Routes are rate-limited by IP + identity. Authentication failures do not count against the route limit but are tracked by `failure_limiter` to detect credential stuffing.

---

## Known Limitations and Future Work

| Item | Status |
|------|--------|
| Scope enforcement on wire protocol (push/pull) | Not implemented. Wire operations use human keys; agents don't push. Tracked as future work. |
| Scope audit log | Not implemented. Scope denials are logged at WARNING level but not stored in DB. |
| Agent-to-agent delegation | Not implemented. An agent cannot grant sub-scope to another agent directly. |
| Key rotation without downtime | Supported — multiple keys per identity; verification tries all. |
| Scope changes without re-registration | Not supported.
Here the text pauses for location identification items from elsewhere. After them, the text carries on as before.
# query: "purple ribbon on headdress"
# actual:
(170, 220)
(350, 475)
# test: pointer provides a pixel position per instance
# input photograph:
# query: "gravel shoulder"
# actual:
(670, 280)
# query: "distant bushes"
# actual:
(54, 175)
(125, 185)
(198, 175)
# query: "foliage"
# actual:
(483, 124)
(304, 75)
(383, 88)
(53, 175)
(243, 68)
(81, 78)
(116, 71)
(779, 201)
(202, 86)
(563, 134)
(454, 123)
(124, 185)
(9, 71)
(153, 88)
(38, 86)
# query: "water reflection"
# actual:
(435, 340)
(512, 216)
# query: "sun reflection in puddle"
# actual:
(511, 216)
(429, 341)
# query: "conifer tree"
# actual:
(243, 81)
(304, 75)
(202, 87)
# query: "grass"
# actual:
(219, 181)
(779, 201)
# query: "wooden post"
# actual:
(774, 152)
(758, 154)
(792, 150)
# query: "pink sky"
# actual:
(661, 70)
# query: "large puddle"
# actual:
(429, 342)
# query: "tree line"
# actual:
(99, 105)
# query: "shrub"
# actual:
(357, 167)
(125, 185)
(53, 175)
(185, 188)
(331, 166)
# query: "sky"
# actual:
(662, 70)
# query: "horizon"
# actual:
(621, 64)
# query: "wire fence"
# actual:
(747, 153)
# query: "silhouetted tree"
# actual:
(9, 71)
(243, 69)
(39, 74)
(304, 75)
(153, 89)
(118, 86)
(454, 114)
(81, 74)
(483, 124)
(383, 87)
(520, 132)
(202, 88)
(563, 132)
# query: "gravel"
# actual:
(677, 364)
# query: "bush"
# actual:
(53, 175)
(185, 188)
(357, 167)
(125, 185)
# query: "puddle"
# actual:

Scope is set at registration and cannot be modified. Revoke and re-register. |

---

## Incident Response

### Compromised human key

1. `muse auth keygen --hub <hub>` — generate a new key.
2. `DELETE /api/v1/identities/{handle}/keys/{key_id}` — revoke the old key.
3. All subsequent requests using the old key are rejected immediately.

### Compromised agent key

1. `DELETE /api/v1/identities/{handle}` — soft-delete the agent identity. Takes effect immediately.
2. Generate a new ephemeral identity for the next run.

### Suspected replay attack

1. Check access logs for duplicate `(handle, ts)` pairs within the 30-second window.
2. If systematic, reduce `REPLAY_WINDOW_SECONDS` and rotate the affected identity's key.